Jul 25, 2023 - Election

Mayoral candidate Alice Rolli makes her case

Photo: courtesy of the Rolli campaign

Alice Rolli says her campaign is rolling forward with "Ted Lasso-style" optimism despite the historical headwinds it faces.

  • In the 60 years since Nashville created the Metro government, a Republican has never been elected mayor. Rolli hopes to change that.
  • "If we keep putting these same coaches on the field, we'll get the same result. Maybe we've got to get somebody who's totally different. You know, that's me. I'm Ted Lasso."

She doesn't have to look far for a case study in a right-leaning candidate's chances to win a Nashville mayor's race. One of Rolli's most prominent backers is former school board chair David Fox, who reached the runoff in 2015 only to be soundly defeated by Megan Barry.

What she's saying: Rolli tells Axios the city's political mood has changed since then.

  • "The biggest difference is eight years ago, the Vanderbilt poll showed the majority of residents believed we were going in the right direction," Rolli says.
  • "Today, the majority believe we are going in the wrong direction. I think back then, David was talking about eating vegetables and they wanted ice cream and cotton candy. Now I think other things are different."

Why she's running: "I'm running to reset the compact between our citizens and our city hall," Rolli says. "I mean those words purposefully. Government doesn't function without the citizens saying, 'This is how it should function.'

  • "Right now, it doesn't seem to most residents that our city government is functioning very well. It feels to people who are not courthouse crowd people like we're causing a lot of unforced errors, like the [Metro Council vote rejecting a proposal to bring the Republican National Convention to Nashville]."

Rolli has a track record of working for Republicans, albeit for officials who are moderate by today's GOP standards.

  • She was the campaign manager for Sen.
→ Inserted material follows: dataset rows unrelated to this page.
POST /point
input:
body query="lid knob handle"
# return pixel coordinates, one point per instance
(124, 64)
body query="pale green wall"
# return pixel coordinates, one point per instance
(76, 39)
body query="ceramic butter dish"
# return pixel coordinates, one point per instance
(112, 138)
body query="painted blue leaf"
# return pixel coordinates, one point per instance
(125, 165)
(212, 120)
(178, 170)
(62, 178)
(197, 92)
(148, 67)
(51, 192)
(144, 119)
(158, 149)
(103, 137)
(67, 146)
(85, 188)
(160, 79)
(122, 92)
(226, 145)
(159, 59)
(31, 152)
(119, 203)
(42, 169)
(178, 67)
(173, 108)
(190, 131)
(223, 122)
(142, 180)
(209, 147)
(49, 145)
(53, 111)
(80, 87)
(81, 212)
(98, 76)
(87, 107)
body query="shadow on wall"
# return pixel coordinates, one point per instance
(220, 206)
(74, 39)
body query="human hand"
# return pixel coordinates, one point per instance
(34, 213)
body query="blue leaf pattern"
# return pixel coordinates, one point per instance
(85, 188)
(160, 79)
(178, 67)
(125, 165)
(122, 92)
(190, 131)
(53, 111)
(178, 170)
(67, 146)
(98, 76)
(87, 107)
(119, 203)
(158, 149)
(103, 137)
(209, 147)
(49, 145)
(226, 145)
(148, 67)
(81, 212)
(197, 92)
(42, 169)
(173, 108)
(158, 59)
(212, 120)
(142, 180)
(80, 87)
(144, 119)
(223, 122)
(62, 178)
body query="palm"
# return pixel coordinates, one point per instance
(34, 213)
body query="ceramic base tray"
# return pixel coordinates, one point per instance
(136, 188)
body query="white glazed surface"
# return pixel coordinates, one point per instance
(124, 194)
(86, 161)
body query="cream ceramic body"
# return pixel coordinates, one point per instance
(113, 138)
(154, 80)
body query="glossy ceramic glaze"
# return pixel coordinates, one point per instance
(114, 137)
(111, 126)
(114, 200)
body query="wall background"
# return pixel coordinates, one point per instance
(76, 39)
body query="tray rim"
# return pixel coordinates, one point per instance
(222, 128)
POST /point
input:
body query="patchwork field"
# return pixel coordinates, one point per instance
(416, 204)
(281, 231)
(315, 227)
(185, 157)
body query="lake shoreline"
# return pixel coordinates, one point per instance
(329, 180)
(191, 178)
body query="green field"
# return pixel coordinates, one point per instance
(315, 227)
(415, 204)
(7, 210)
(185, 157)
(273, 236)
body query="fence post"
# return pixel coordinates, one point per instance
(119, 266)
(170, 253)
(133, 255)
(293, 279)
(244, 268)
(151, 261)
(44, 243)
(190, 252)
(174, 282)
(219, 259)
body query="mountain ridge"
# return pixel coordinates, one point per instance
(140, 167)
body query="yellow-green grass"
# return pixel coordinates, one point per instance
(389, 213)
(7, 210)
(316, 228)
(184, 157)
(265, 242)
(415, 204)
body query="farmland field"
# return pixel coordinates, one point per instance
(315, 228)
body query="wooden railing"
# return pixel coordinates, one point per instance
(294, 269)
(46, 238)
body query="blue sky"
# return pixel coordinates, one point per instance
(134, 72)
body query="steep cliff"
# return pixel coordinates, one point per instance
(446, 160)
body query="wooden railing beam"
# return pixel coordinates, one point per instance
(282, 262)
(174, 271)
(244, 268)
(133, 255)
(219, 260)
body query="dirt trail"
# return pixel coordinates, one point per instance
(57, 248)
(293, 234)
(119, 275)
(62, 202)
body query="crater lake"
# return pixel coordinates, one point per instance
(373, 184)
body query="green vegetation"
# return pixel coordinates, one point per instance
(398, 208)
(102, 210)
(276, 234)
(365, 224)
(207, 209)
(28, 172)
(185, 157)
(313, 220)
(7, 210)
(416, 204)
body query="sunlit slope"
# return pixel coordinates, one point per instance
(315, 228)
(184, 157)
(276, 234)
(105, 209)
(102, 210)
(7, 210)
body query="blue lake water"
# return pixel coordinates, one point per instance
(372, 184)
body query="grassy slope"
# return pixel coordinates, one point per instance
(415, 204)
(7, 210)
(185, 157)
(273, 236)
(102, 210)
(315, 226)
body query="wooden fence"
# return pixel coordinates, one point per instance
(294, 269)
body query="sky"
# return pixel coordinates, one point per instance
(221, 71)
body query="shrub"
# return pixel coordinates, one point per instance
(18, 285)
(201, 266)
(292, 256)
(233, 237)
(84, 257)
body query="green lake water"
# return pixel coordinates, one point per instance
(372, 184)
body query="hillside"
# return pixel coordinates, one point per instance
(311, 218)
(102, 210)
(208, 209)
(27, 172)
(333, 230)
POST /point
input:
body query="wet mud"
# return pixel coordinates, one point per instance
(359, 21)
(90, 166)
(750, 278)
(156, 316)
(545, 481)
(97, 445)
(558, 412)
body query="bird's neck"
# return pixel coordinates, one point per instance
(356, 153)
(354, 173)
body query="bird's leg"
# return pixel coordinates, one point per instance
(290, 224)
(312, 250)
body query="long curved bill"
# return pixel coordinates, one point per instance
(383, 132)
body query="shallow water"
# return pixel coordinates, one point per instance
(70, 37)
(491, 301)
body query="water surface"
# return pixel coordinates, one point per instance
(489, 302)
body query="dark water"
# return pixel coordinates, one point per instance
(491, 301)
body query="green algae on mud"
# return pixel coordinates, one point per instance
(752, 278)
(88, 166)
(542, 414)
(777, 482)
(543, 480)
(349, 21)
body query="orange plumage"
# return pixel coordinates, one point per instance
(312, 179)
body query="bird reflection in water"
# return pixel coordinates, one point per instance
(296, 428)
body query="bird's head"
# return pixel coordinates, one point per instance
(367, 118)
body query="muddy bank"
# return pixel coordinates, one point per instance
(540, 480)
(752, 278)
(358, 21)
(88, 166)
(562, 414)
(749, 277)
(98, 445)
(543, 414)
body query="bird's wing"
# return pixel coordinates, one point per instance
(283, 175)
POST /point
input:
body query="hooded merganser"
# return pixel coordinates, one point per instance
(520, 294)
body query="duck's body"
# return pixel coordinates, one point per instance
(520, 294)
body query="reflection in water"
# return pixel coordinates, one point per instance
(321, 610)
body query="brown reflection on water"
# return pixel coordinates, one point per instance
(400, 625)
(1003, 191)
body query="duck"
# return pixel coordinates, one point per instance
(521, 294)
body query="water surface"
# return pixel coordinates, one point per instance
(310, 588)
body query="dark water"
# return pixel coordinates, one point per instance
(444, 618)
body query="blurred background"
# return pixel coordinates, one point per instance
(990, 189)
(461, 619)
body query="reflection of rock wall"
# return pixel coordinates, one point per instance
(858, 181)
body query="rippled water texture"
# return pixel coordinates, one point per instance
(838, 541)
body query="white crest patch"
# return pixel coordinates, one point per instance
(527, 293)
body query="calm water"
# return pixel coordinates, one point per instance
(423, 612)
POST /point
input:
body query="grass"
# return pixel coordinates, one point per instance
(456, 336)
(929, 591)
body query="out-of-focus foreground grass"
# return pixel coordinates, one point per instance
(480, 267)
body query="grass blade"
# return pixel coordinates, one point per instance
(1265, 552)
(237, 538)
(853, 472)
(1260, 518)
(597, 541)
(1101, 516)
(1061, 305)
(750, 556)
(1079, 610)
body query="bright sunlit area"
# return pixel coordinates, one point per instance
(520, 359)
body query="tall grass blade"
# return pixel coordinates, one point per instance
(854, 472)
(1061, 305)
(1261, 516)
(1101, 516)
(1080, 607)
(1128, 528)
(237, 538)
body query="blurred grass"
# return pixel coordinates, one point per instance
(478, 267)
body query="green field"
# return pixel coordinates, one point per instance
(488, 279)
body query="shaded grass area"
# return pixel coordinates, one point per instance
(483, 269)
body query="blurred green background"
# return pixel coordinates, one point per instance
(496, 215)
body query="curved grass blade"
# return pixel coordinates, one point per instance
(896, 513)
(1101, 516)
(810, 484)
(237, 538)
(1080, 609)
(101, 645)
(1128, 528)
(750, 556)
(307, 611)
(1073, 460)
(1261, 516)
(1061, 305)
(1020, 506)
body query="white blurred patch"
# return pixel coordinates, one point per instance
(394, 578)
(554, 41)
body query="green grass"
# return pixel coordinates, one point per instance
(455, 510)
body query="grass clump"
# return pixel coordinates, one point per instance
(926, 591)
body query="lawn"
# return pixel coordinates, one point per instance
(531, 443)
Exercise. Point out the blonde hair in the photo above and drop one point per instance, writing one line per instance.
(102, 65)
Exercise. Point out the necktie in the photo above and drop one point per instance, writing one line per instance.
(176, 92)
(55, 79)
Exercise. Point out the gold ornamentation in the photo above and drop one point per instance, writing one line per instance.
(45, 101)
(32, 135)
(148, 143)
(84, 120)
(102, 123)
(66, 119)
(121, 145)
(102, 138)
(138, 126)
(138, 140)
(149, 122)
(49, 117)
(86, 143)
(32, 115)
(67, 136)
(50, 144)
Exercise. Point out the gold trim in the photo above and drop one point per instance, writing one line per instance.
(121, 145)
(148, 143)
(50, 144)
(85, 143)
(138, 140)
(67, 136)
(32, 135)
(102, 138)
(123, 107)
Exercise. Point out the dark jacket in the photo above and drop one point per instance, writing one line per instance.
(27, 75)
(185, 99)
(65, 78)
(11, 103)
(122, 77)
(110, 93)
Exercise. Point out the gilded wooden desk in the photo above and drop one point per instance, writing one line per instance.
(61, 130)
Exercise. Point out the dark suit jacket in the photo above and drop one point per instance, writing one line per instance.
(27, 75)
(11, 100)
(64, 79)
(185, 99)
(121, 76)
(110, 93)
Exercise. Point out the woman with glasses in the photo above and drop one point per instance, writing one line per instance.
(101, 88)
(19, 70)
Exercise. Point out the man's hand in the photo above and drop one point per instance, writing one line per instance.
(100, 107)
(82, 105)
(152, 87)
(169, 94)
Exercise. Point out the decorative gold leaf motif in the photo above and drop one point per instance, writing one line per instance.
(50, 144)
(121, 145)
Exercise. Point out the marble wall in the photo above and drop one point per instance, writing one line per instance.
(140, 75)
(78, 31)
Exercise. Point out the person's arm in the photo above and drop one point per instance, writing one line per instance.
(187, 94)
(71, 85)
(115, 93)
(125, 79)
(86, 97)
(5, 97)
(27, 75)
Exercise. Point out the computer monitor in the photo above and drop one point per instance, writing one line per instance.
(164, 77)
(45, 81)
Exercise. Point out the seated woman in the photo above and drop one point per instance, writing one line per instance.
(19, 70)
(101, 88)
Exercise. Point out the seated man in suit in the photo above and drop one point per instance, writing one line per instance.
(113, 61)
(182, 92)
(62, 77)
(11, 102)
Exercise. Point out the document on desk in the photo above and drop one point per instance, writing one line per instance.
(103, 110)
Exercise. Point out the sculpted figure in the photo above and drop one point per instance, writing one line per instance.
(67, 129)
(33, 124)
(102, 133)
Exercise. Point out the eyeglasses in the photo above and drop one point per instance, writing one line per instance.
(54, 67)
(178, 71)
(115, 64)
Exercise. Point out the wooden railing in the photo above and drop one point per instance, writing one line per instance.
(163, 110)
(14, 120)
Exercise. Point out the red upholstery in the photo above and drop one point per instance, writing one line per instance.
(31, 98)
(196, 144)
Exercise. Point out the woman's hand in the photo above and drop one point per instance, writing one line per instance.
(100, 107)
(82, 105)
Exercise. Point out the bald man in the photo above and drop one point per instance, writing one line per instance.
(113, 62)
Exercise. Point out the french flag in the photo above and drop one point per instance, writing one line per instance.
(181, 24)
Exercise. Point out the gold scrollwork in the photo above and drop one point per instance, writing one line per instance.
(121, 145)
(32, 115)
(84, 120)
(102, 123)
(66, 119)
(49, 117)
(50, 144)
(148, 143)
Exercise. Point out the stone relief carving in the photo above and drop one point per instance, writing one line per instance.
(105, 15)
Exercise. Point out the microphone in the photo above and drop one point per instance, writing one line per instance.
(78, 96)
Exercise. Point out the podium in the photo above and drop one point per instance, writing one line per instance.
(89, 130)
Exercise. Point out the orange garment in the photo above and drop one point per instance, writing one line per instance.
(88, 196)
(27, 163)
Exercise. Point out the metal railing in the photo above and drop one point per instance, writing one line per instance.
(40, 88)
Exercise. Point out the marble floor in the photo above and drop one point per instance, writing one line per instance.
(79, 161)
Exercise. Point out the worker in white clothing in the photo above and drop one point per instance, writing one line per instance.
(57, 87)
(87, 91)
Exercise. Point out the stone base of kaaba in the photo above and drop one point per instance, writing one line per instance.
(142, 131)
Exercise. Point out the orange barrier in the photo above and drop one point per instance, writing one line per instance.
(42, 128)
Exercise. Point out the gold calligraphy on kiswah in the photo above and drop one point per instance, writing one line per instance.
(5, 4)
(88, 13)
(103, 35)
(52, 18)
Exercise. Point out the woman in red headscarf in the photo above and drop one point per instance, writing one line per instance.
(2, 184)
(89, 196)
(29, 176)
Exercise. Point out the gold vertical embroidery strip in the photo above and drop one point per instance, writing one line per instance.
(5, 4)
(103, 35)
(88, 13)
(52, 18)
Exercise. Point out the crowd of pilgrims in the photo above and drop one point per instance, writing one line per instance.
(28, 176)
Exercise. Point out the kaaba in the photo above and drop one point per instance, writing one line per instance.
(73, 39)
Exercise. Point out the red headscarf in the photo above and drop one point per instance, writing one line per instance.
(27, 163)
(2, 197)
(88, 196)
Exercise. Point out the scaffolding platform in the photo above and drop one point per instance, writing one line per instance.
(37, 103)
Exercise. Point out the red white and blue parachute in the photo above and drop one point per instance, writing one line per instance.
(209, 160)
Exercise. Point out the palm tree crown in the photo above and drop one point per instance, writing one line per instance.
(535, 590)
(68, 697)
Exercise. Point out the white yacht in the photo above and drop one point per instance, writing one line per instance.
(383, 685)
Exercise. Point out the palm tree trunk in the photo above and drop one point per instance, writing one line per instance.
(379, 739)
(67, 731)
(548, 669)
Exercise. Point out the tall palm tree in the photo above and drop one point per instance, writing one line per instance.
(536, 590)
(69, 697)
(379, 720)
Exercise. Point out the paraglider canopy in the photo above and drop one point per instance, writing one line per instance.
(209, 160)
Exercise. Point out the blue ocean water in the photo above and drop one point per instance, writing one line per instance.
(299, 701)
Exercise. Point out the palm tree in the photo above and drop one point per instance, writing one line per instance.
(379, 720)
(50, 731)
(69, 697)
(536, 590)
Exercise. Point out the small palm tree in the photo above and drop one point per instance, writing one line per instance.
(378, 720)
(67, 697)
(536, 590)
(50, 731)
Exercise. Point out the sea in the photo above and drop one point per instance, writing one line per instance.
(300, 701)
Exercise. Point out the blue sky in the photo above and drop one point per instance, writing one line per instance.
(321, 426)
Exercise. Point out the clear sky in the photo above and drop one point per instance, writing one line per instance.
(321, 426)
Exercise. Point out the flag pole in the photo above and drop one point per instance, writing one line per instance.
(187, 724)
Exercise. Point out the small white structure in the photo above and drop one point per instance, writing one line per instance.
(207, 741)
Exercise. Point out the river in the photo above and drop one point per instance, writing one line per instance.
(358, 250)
Lamar Alexander in 2014 and then worked in the Department of Economic and Community Development under Gov. Bill Haslam. She also is a businessperson who worked for a music education company on Music Row.

What she'd do on Day One: Rolli has campaigned on red meat issues of crime, fiscal responsibility and especially improving schools.

Neighborhood: Nashville native, lives in the Edgehill neighborhood.

Favorite weekend activity: "Anything with my kids, and I'm a big fan of our parks. My favorite thing is also probably gardening outside."

Favorite live music experience: When Thistle Farms collaborated with Nashville musicians for a benefit at the Ryman.

Best meal in Nashville: Brunch at Monell's, which has community-style seating. "We are reminded there that you never have to eat alone in Nashville."